The ingestion never works as the no data has been written to gcs if it exit as timeout, The only scenario that it could possibly work is when it use once trigger and all the instant available data is read before timeout.

nikacalupas

Welcome to the Google Cloud Community!

The issue that you are encountering is that your Pub/Sub Lite subscription might be empty, misconfigured Spark code, or network problems.

Here are the potential ways that may help you to solve your issue:

Review your Pub/Sub Lite Subscription: Ensure messages are published to your Pub/Sub Lite subscription using the Google Cloud console. Make sure the subscription links to the correct topic, the Spark service account has the pubsublite.subscriber role, and message order is set if needed.
Correct Spark Configuration: Replace your placeholders in pubsublite.subscription with the full path to your subscription.

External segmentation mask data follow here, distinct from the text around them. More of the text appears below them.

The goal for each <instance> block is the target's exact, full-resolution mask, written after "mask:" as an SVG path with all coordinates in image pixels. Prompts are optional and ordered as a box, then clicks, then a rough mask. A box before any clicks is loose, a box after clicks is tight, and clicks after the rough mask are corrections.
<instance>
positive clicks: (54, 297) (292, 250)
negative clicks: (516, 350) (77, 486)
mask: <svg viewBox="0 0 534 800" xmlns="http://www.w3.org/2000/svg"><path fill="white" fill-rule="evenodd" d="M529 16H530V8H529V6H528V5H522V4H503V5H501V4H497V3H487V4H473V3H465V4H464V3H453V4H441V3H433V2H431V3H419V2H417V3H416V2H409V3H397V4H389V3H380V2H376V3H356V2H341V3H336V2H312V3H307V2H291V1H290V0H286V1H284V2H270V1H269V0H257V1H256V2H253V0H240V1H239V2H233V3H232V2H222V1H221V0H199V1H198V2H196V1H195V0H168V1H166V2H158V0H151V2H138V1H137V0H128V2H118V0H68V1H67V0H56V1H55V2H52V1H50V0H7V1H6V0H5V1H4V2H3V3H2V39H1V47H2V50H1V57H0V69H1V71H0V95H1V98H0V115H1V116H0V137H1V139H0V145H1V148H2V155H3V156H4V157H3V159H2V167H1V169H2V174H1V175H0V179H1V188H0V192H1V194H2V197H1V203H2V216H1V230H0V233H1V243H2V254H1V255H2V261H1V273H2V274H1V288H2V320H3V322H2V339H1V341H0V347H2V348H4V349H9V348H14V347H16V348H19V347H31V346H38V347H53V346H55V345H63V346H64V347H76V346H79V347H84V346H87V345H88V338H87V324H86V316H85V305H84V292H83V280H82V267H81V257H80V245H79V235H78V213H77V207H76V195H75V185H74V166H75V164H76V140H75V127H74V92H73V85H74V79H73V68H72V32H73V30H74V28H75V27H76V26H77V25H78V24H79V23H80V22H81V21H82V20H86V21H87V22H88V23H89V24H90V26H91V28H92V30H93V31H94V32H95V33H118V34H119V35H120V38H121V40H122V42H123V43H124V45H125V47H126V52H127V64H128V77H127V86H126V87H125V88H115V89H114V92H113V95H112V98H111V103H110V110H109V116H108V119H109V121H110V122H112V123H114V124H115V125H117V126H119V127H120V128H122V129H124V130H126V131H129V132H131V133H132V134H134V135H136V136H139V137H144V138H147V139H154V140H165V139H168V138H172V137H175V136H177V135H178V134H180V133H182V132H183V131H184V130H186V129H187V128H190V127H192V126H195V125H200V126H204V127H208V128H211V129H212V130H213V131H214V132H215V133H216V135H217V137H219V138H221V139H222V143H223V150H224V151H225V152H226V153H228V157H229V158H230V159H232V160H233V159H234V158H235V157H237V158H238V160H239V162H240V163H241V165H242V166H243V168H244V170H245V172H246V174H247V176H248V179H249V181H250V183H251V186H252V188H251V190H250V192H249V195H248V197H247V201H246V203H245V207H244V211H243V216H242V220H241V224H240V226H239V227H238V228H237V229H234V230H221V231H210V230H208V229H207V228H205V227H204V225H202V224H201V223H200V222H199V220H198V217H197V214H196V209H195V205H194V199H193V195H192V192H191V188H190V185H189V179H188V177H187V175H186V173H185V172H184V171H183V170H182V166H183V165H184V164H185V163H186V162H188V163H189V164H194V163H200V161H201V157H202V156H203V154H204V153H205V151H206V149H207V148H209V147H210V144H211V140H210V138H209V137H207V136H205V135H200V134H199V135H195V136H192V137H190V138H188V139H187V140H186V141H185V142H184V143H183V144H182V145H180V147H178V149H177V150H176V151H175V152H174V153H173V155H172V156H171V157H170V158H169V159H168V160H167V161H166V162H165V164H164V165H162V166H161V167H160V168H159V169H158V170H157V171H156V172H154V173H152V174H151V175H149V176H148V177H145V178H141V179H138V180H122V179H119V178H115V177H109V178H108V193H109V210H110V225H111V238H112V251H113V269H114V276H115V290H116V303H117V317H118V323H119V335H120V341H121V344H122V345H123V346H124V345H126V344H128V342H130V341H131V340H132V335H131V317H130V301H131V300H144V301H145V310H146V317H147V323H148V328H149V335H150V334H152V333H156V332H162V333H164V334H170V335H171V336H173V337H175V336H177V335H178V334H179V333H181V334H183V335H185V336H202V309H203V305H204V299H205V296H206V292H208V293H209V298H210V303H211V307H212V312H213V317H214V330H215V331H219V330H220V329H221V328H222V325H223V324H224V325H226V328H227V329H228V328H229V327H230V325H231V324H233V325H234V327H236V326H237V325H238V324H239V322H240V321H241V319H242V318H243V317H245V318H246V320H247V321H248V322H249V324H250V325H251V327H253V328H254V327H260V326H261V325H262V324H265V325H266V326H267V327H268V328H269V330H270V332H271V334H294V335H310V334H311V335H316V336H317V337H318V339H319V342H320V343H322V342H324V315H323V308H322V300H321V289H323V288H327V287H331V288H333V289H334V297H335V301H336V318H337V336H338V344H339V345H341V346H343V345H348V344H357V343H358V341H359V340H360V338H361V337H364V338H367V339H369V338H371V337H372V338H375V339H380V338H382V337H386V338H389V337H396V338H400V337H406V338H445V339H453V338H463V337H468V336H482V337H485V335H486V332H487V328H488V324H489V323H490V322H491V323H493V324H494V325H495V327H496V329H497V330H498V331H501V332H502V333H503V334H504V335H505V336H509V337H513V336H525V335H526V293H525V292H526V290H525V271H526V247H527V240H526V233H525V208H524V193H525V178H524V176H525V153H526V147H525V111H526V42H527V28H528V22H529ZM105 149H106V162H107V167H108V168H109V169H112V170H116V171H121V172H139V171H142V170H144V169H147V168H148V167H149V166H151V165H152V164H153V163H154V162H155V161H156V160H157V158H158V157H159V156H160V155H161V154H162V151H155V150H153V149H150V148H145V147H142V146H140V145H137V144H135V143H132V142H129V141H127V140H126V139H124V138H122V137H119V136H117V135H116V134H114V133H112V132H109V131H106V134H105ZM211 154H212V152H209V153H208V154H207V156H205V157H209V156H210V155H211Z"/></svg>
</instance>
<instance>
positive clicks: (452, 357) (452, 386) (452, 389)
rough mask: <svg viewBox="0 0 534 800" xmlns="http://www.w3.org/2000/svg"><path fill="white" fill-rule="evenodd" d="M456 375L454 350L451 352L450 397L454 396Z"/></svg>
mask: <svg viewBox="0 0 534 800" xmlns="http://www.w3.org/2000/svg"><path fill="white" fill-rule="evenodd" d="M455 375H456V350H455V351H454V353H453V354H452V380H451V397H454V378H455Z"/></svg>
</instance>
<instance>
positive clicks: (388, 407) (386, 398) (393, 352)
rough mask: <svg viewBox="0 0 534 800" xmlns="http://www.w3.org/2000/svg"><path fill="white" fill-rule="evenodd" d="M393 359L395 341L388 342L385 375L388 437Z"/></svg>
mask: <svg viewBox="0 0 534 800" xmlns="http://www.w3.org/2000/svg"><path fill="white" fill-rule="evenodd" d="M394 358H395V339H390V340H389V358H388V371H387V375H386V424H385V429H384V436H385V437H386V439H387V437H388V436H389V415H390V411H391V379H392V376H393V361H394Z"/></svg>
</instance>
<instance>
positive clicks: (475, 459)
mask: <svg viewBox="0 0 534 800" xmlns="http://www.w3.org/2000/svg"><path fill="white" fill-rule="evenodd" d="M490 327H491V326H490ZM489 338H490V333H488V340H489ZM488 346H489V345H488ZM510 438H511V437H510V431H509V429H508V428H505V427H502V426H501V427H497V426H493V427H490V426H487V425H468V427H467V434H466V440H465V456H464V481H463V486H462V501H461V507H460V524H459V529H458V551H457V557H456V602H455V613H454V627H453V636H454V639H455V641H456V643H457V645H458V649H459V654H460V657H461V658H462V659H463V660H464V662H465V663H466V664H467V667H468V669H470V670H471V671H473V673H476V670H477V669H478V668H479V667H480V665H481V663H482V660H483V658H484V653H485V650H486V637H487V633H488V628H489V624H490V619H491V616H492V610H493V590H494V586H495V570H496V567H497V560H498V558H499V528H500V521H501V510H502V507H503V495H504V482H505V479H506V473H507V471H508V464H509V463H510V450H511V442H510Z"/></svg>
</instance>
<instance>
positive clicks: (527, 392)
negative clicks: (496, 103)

Also, Specify a clear Google Cloud Storage path and ensure the Spark service account has write access.
Network Connectivity and Resources: Ensure your Spark cluster can connect to both Pub/Sub Lite and GCS. Also, check that the cluster has enough CPU and memory resources to handle the workload.
Debugging Steps: You might create a simple example that can be easily reproduced, and add detailed logging to your Spark job. Check the error messages from both your Spark job and the Google Cloud console for helpful information.

You may refer to the following documentation, which might help you address and troubleshoot the ingestion issues you're facing:

Was this helpful? If so, please accept this answer as “Solution”. If you need additional assistance, reply here within 2 business days and I’ll be happy to help.

Siyuan_Hua

@nikacalupas Same setup with spark 2 works perfectly

Siyuan_Hua

@nikacalupas But we need to upgrade all our pipeline to spark3 so spark2 is not an option

Siyuan_Hua

Here is a simplified pyspark I have tried.

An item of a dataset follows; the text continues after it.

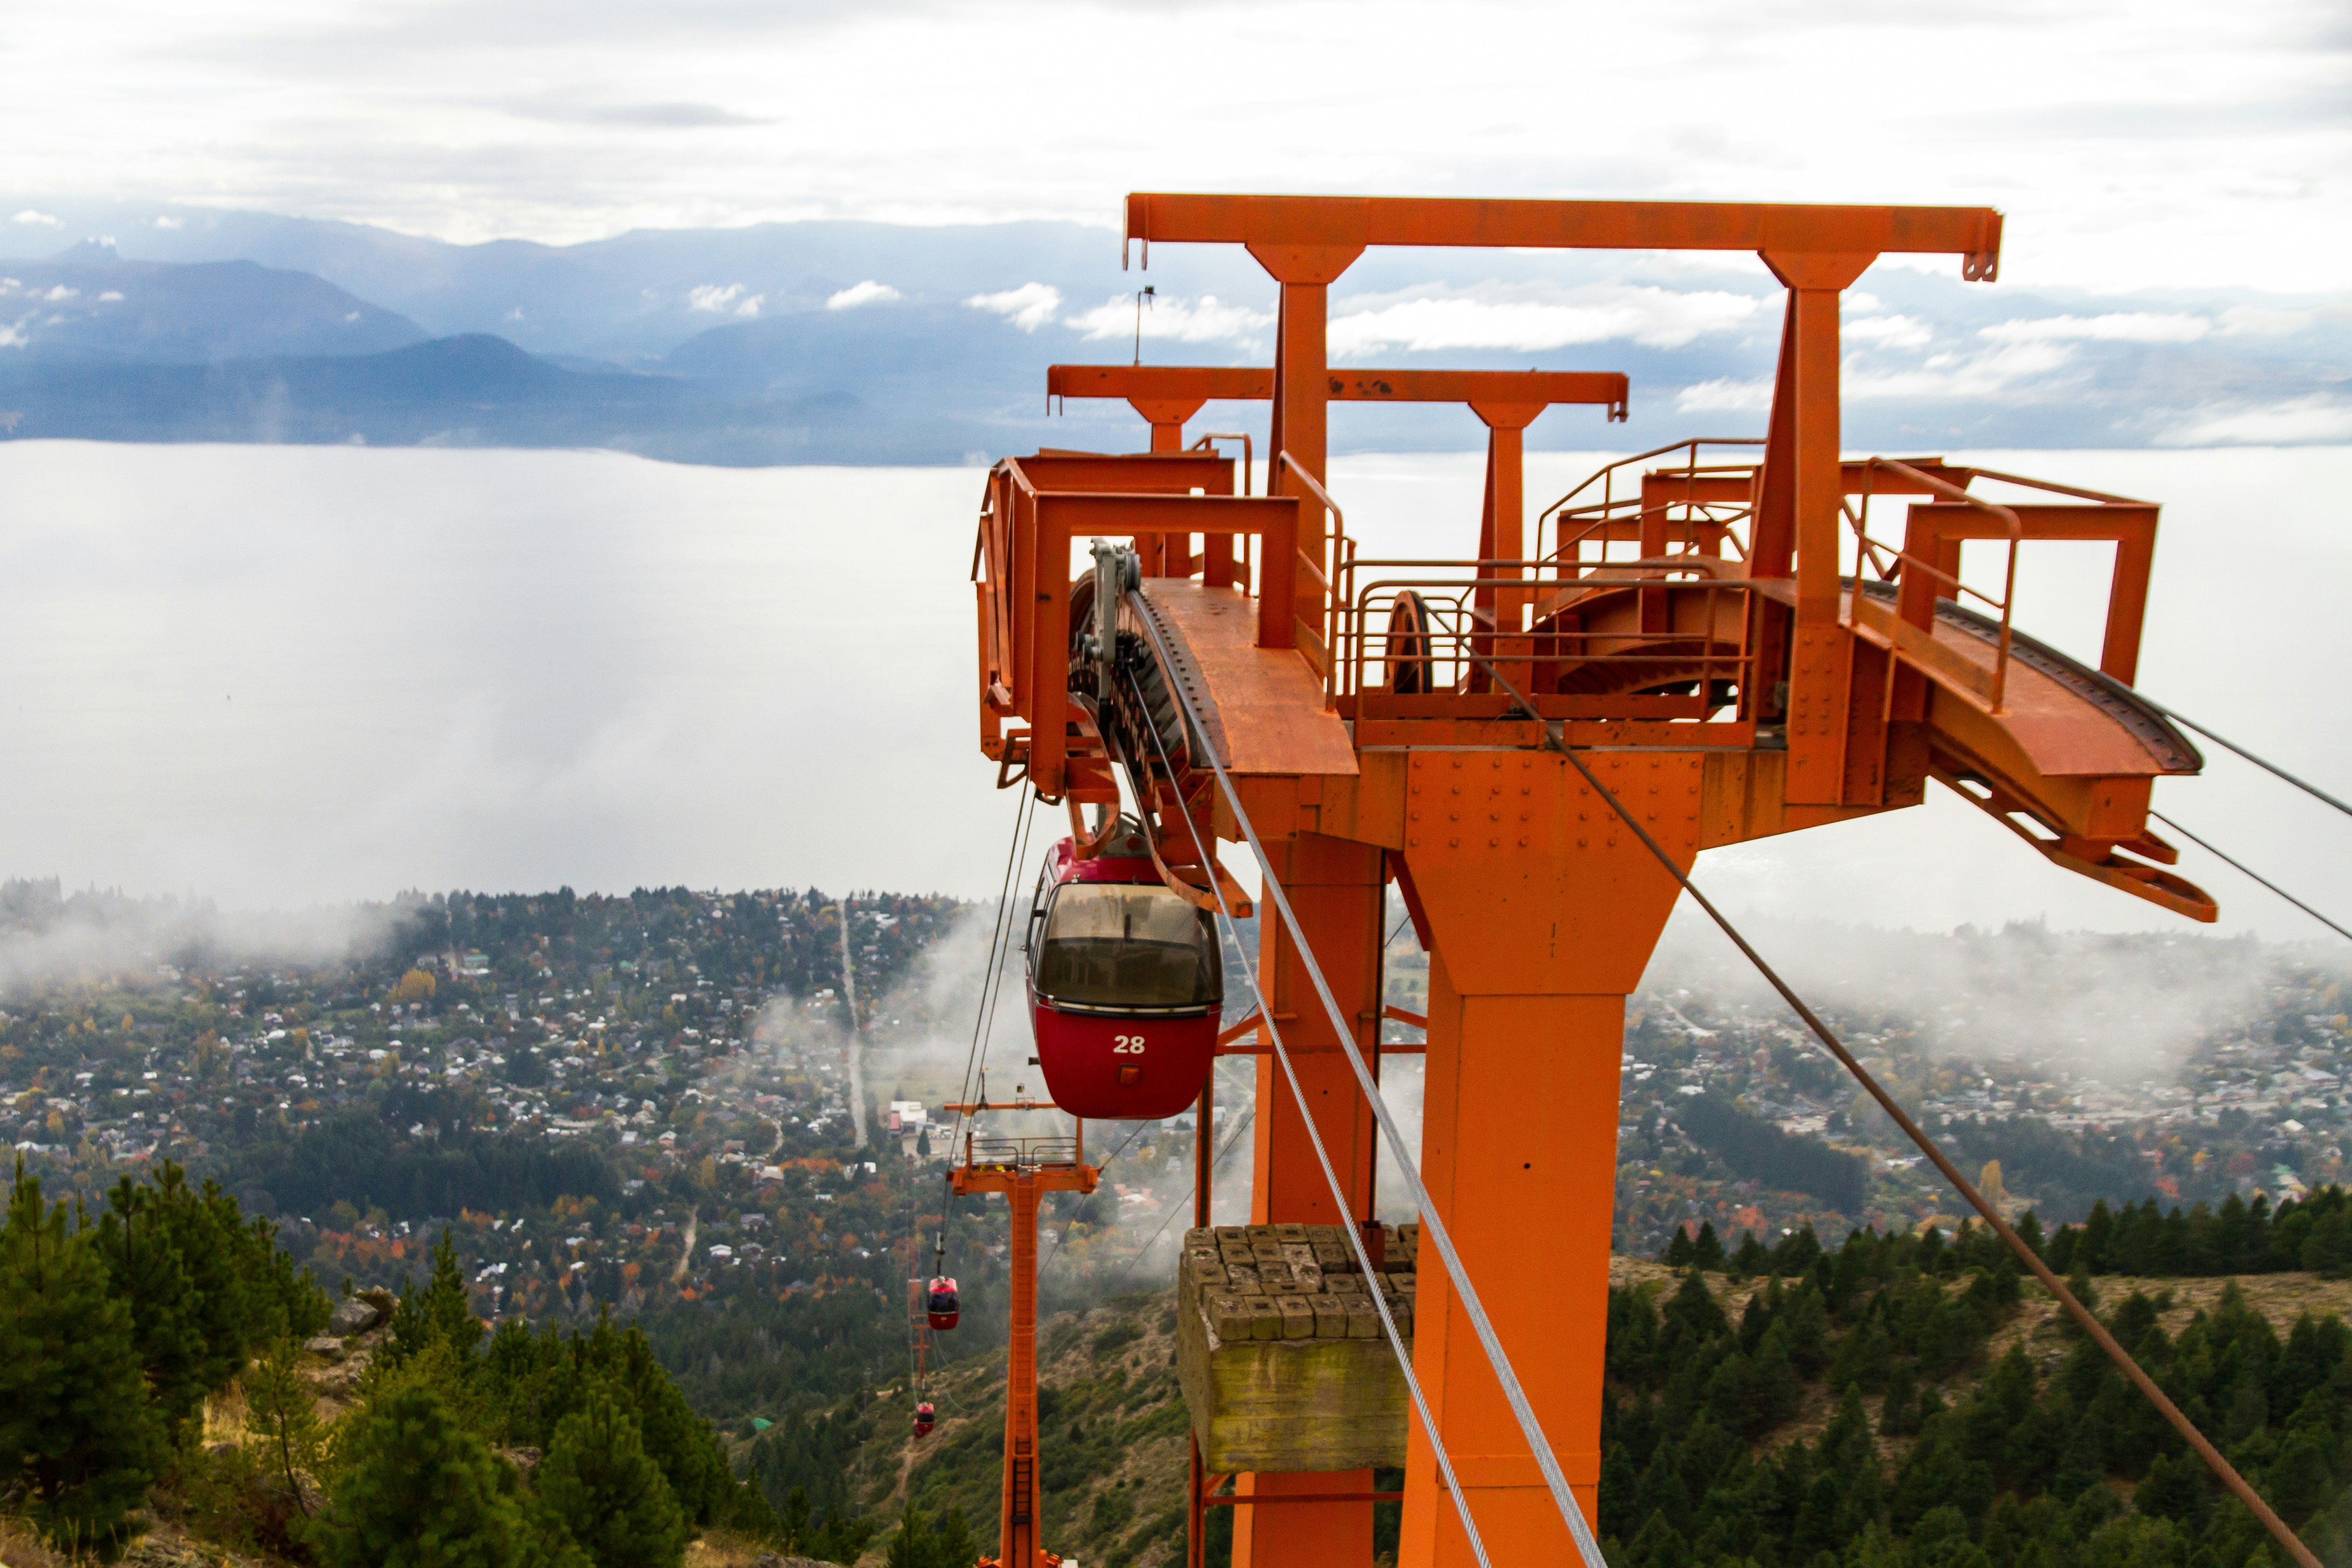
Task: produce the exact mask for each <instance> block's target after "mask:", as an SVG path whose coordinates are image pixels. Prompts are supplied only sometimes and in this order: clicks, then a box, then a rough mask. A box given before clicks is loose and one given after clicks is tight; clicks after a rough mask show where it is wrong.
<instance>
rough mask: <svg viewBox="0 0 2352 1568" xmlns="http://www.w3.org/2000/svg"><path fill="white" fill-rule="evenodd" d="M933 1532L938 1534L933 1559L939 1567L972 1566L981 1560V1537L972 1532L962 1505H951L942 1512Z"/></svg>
mask: <svg viewBox="0 0 2352 1568" xmlns="http://www.w3.org/2000/svg"><path fill="white" fill-rule="evenodd" d="M931 1533H934V1535H936V1542H934V1547H931V1561H934V1563H936V1566H938V1568H971V1566H974V1563H976V1561H981V1537H978V1535H974V1533H971V1521H969V1519H964V1509H962V1507H950V1509H948V1512H946V1514H941V1516H938V1526H934V1530H931Z"/></svg>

df = spark.readStream.format("pubsublite").option("pubsublite.subscription", "myproject/subscriptions/test_subscription").option("pubsublite.flowcontrol.maxmessagesperbatch", 30000).load()
q = df.select("*").writeStream.format("orc").option("path", "gs://spark3-test/").option("checkpointLocation", "gs://spark3-test/cp").option("maxRecordsPerFile","30000").outputMode("append").start()
q.awaitTermination(60000)
q.stop()

And I see a lot of small files generated

The files are all empty

Siyuan_Hua

It looks to me the microbatch were written but they are all empty?